The Abbot man accused of slaying his ex-girlfriend then leading police on the longest manhunt in Maine history told jurors Monday that he and his alleged victim discussed a future together 24 hours before she was shot and killed.
Robert Burton, 40, of Abbot testified in his own defense on the sixth day of his murder trial being held at the Penobscot Judicial Center in Bangor. He denied breaking into Stephanie Ginn Gebo’s Parkman home on June 4, 2015, and deliberately shooting her in the back three times.
After breaking up on May 30, 2015, the two reconciled on June 3, 2015, and, after having sex, discussed moving out of state with Ginn Gebo’s two children, he said.

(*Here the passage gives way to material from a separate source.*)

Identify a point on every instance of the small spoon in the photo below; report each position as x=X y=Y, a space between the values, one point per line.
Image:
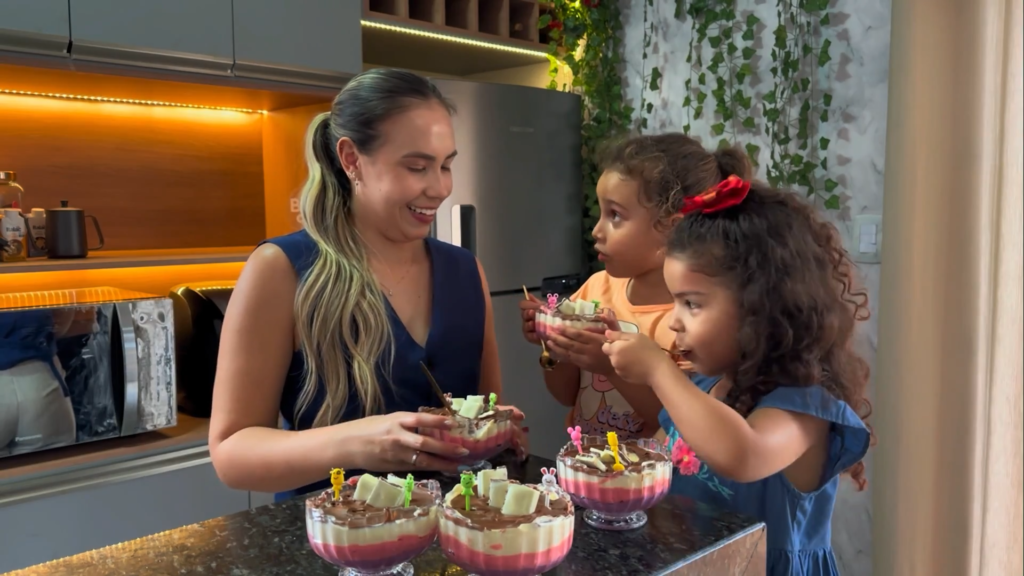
x=546 y=361
x=437 y=388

“We talked about the next two years,” Burton told the jury. “She wanted to move to a warmer climate and asked if I’d be willing to move with her and the kids. I told her ‘yes.’”
He also said they were planning to go on a date Saturday and rent a motel room in Newport.
Dressed in slacks and a long-sleeved shirt that covered tattoos on his hands and wrists, Burton calmly answered questions but became emotional when he talked about his son’s death from wounds he suffered while serving in Afghanistan.
Questioning of Burton by defense attorney Zachary Brandmeir of Bangor is set to continue Tuesday. The defense began presenting its case late Friday afternoon after the prosecution rested its case.
Defense attorneys have maintained that Burton shot Ginn Gebo in self-defense during a struggle for her gun after she shot him in the shoulder. Prosecutors have said he killed her intentionally over the breakup.
Burton’s trial began Oct. 25. The case is expected to go to jurors late Tuesday afternoon or Wednesday morning.
He said Monday that he met Ginn Gebo in March 2013 on an online dating site and he moved into her Parkman home the following August. He testified that things went well until mid-May 2015 when a female friend of Ginn Gebo’s told him about her multiple infidelities before Burton met her.
“There was very little jealousy from all of this,” he testified. “I was really hurt. I respected her. It was awful to imagine Stephanie was doing other things with men like that. It crushed me. I was devastated.”
Last week, the woman, Erika Moulton denied having the conversation with Burton but a list of sexually explicit questions and accusations in his handwriting was found in his backpack outside the victim’s home.
Ginn Gebo shot Burton in the left shoulder with a handgun she’d told friends she slept with for protection after breaking up with him on May 30, 2015, according to the evidence presented at the trial. She then was shot three times in the back with the same gun.
The murder weapon had not been found.
Sixty-eight days after Ginn Gebo died, Burton turned himself in at the Piscataquis County Jail in Dover-Foxcroft on Aug. 11, 2015. He was clean shaven and appeared to be in good health, a jail employee testified last week.
Last year, he turned down an offer from prosecutors to plead guilty to murder in exchange for a 60-year sentence, his attorney has said.
Burton, a convicted felon, is also charged with possession of a firearm by a prohibited person. He was prohibited from possessing or handling a gun due to domestic violence convictions. Ginn Gebo was not the victim in those incidents, according to investigators.
Superior Court Justice Robert Mullen, who is presiding over the jury trial, will decide if Burton is guilty on that charge.
If convicted of murder, he faces between 25 years and life in prison. The maximum sentence on the gun charge is five years in prison.